Celui du marketing, tout d’abord. Il existe peut-être des agents ou des responsables de maison de disques qui encouragent leurs artistes à sortir du placard parce qu’ils estiment que cela fera gonfler leur ventes, mais je n’en ai jamais rencontré. Bien au contraire, ce sont souvent ces personnes-là qui maintiennent les musicien-ne-s, mais aussi les acteurs-trices depuis des décennies dans le placard, sous prétexte que cela ferait peur aux hétéros ou qu’ils ou elles resteraient cantonné-e-s au rôle de l’homo de service – ce qui est totalement infamant comme chacun sait…

HONNÊTETÉ
Certains se sont ensuite interrogés sur le timing du coming-out de Mika. Il va sortir un album… il fait ça pour faire parler de lui. Le chanteur s’apprête effectivement à sortir un album et comme chaque musicien dans ce cas-là, il commence à donner des interviews. Au cours desquelles on lui demande presque systématiquement s’il est gay. Jusqu’ici il avait noyé le poisson; cette fois-ci, il a choisi de répondre honnêtement. Certes, ces interviews ont pour but de faire parler de lui et de promouvoir son futur disque. Mais l’argument du coming-out marketing ne tient pas. D’ailleurs, pour ne pas faire du marketing, fallait-il qu’il reste dans son placard?

Dire qui l’on est n’est pas de l’ordre du commerce, mais de celui de l’honnêteté. L’honnêteté fait-elle vendre? Tant mieux, a-t-on envie de répondre.

On a aussi le droit de prendre la sincérité juste pour ce qu’elle est et d’arrêter de voir un calcul derrière chaque mot. Vos proches vous ont-ils répondu «ah toi, tu as quelque chose à me demander!» lorsque vous leur avez dit que vous étiez gay, bi, lesbienne ou trans’?

RESPECT
Le «secret de Polichinelle», ensuite. C’est vrai, personne n’imaginait sérieusement que Mika soit en fait hétéro. Déjà parce qu’il avait concédé être bisexuel et ensuite, parce qu’il avait employé la phrase magique «je n’aime pas les étiquettes» (il aurait pu dire – et a sans doute dit aussi: «je ne parle pas de ma vie privée»). Chacun sait qu’un hétéro ne dit jamais qu’il n’aime pas les étiquettes. Il affirme qu’il n’a rien contre les homos, mais qu’il est tout simplement hétéro, point.

Pour autant, l’importance du coming-out de Mika ne doit pas être minimisée. Ne serait-ce que parce que prononcer ces mots n’a peut-être pas été facile pour lui. Dans son interview, il déclare d’ailleurs: «C’est grâce à la musique que j’ai trouvé la force d’être à l’aise avec ma sexualité, au-delà des simples paroles de mes chansons.»

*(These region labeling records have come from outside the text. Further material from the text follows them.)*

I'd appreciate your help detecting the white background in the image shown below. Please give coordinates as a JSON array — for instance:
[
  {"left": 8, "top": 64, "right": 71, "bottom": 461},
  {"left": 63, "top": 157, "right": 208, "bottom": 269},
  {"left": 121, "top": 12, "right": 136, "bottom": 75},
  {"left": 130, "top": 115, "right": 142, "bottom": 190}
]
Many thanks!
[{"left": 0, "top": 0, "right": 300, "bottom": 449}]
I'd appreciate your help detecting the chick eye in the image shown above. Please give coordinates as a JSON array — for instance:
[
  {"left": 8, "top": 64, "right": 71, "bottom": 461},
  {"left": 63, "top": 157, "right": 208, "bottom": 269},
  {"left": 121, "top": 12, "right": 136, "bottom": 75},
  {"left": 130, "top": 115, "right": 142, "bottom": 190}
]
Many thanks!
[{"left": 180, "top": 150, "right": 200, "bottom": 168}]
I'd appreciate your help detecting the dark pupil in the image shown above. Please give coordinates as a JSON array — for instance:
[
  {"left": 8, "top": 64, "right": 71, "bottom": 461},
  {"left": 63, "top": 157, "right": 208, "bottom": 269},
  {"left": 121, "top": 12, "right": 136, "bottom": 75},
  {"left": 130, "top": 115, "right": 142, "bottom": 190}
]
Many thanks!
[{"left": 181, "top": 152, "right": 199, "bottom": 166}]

Que chacune ou chacun se souvienne de son propre coming-out. Qui n’a jamais ressenti au moins un peu d’appréhension avant de franchir le pas? Sans même parler de celles et ceux qui n’ont encore rien dit. Mika, qui n’a que 29 ans rappelons-le, n’a visiblement pas eu la force de parler de son orientation sexuelle en public avant. Au nom de quoi devrions-nous le lui reprocher?

Notre expérience personnelle ne devrait-elle pas nous inspirer un peu plus de respect?

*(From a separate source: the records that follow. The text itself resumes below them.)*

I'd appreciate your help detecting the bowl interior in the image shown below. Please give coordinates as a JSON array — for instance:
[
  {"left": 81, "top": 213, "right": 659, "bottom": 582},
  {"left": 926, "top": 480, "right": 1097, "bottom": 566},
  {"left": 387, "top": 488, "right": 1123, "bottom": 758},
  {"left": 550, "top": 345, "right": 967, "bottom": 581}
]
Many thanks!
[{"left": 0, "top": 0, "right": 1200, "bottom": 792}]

Et parmi ceux qui jouent la carte ô combien facile du cynisme, combien seraient prêts à évoquer leur attirance pour les personnes de même sexe, non pas juste à leurs proches, mais au monde entier comme l’auteur de Grace Kelly ou de Relax vient de le faire?

Chaque coming-out, à plus forte raison quand il est aussi public que ceux de Mika, Ricky Martin, Anderson Cooper ou Diana King, est une victoire sur l’homophobie et sur toutes celles et tous ceux qui préfèrent nous voir rester dans le placard. Laissons donc tomber les postures d’ironie deux secondes et apprécions ces gestes pour ce qu’ils sont: des petits pas supplémentaires vers un monde où plus aucun homo, bi ou trans’ n’aura peur de dire qui il est.